Unique seamount ecosystems destroyed by trawling
Wednesday 15 November 2006
ZSL reveals startling new evidence that deep-sea trawling is destroying seamount ecosystems which are home to an astonishing diversity of species, many of which are new to science.
A scientific report on the severity of the situation was outlined by Dr Alex D Rogers, ZSL Senior Research Fellow, at a Scientific Meeting on Deep-Sea Biology. Significant areas that have a high likelihood of harbouring vulnerable marine ecosystems have been identified and will now be communicated to Governments, fisheries managers and the fishing industry in an effort to stop the destruction and devastation caused by deep-sea trawling in these areas.
Dr Rogers stated: “Our research actively demonstrates the vulnerability of deep-sea corals and their associated biodiversity to trawling across seamounts. Some of the corals destroyed are thousands of years old and will not be replaced. Fish hundreds of years old are also being decimated as a result of the trawling.
“Our results show that oceanic areas not covered by the Regional Fisheries Management Organisations (RFMOs) and other binding regional agreements are home to significant unique aquatic biodiversity. In the case of deep-sea trawling it is, therefore, essential that the burden of proof shifts to Governments and fisheries when deciding whether it is appropriate to exploit these irreplaceable ecosystems.”
Speaking at ZSL’s Scientific Meeting on Deep-Sea Biology, Dr Rogers brought together the key points illustrated in the UNEP report*. In particular, the report demonstrated that:
Just over half (52%) of the worlds seamounts are located beyond areas of national jurisdiction and the majority of these have summits shallower than 3,000m water depth.
Stony corals are prominent on sampled seamounts and form a significant component of the species diversity on them, additionally creating and maintaining habitat for other organisms. Consequently, impact of trawling on these corals also gives an indication of the impact on all associated species.
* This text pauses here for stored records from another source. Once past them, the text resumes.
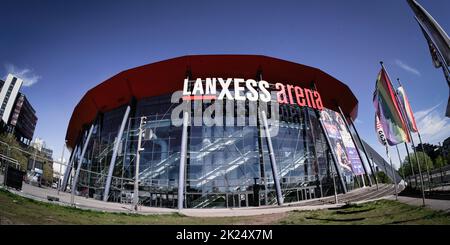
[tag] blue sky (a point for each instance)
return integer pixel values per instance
(64, 48)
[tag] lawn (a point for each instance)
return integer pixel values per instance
(18, 210)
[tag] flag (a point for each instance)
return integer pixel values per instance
(409, 115)
(388, 111)
(438, 41)
(379, 130)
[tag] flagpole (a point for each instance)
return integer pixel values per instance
(400, 162)
(420, 141)
(394, 178)
(410, 163)
(409, 134)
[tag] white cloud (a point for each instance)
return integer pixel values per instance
(27, 75)
(433, 125)
(407, 68)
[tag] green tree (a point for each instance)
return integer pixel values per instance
(383, 178)
(13, 150)
(440, 162)
(424, 160)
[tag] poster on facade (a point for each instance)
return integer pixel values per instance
(341, 141)
(350, 148)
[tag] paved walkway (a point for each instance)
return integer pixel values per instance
(42, 194)
(436, 204)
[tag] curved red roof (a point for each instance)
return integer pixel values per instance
(167, 76)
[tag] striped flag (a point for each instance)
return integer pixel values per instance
(403, 99)
(388, 111)
(379, 130)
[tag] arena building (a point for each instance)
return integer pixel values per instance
(216, 131)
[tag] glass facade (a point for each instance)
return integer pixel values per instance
(226, 166)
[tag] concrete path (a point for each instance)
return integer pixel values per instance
(42, 194)
(436, 204)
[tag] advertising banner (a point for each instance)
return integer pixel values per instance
(341, 141)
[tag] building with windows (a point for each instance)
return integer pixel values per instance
(281, 132)
(17, 114)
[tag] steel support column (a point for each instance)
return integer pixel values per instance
(365, 153)
(356, 146)
(112, 164)
(273, 162)
(80, 161)
(68, 169)
(181, 177)
(333, 154)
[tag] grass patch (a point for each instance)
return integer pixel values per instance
(380, 212)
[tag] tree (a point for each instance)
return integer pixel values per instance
(13, 150)
(424, 160)
(383, 178)
(440, 162)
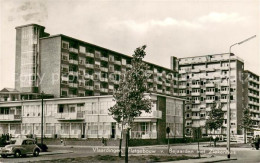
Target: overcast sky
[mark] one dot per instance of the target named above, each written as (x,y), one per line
(180,28)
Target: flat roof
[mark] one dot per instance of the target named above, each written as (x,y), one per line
(86,97)
(30,25)
(62,35)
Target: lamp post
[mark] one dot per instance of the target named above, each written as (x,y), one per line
(228,105)
(42,120)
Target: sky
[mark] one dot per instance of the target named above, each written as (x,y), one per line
(181,28)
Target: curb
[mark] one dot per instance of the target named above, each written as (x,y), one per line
(55,152)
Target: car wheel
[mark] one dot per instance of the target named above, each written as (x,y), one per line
(3,156)
(17,154)
(36,152)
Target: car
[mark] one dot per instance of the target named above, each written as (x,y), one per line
(21,147)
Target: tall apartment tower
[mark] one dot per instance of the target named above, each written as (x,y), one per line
(27,57)
(251,95)
(204,81)
(68,67)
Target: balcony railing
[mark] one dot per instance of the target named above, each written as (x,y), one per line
(154,114)
(10,117)
(70,116)
(74,50)
(104,59)
(210,93)
(143,135)
(210,85)
(195,93)
(89,65)
(71,61)
(90,54)
(195,86)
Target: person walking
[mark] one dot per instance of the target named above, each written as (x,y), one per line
(257,141)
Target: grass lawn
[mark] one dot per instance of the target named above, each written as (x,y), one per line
(108,158)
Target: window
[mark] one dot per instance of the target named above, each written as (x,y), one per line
(65,45)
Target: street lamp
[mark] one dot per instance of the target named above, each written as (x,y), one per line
(42,94)
(228,105)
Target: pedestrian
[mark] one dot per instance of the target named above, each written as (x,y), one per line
(103,141)
(257,141)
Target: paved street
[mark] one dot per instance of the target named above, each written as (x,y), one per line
(242,154)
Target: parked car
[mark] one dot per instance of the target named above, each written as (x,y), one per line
(21,147)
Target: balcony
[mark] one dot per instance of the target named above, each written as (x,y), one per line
(195,86)
(210,69)
(182,79)
(63,78)
(10,117)
(104,79)
(154,114)
(75,62)
(104,59)
(143,134)
(196,101)
(104,90)
(195,117)
(89,87)
(182,86)
(159,90)
(223,100)
(74,85)
(195,109)
(74,50)
(224,83)
(210,85)
(209,101)
(182,71)
(118,62)
(195,70)
(90,55)
(195,125)
(195,93)
(70,116)
(210,93)
(104,69)
(74,73)
(89,65)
An “environmental niche factor analysis” (ENFA) was used to model the potential global distribution of deep-sea stony corals on seamounts. The most favourable areas for corals were found to be located in the North Atlantic Ocean, and in a band between 20°S and 60°S in the Southern Hemisphere.
Deep-water trawl fisheries occur in areas beyond national jurisdiction for around 20 major fish species, including orange roughy, alfonsino, roundnose grenadier and Patagonian toothfish. The areas found to be suitable for fishing for these commercial species are, broadly speaking, the southern Indian Ocean, South Atlantic, North Atlantic and South Pacific Ocean.
Comparing the distributions of the commercially trawled fish, fishing effort and coral habitat on seamounts, reveals a broad band of the southern Atlantic, Pacific and Indian Oceans between 20°S and 60°S where likely ecosystem damage could be extremely significant. This suggests that further commercial exploration for alfonsino and orange roughy fisheries on large seamounts in the central-eastern Southern Indian Ocean, the southern portions of the Mid-Atlantic Ridge in the South Atlantic, and some regions of the southern-central Pacific Oceans are likely to impact negatively on diverse seamount ecosystems.
Notes to editors:
Seamounts are elevations of the seabed, effectively underwater mountains, where the summit does not reach the surface. They occur in chains or clusters along mid-oceanic ridges, near islands arcs or as single elevations in the seafloor. Seamounts often form biological hotspots, as a result of the presence of hard substrata and strong currents, which lead to numerous species of permanently-attached, filter-feeding animals residing on them. Of these species, corals are some of the most common, and many other species are dependent on their presence to create an appropriate niche environment.
*Seamounts, Deep-sea corals and Fisheries: vulnerability of deep-sea corals to fishing on seamounts beyond areas of national jurisdiction – UNEP WCMC Report.
Joint Lead Authors: Malcolm R Clark, National Institute of Water and Atmospheric Research, New Zealand; Derek Tittensor, Dalhousie University, Nova Scotia, Canada; Alex D Rogers, Institute of Zoology, Zoological Society of London, UK.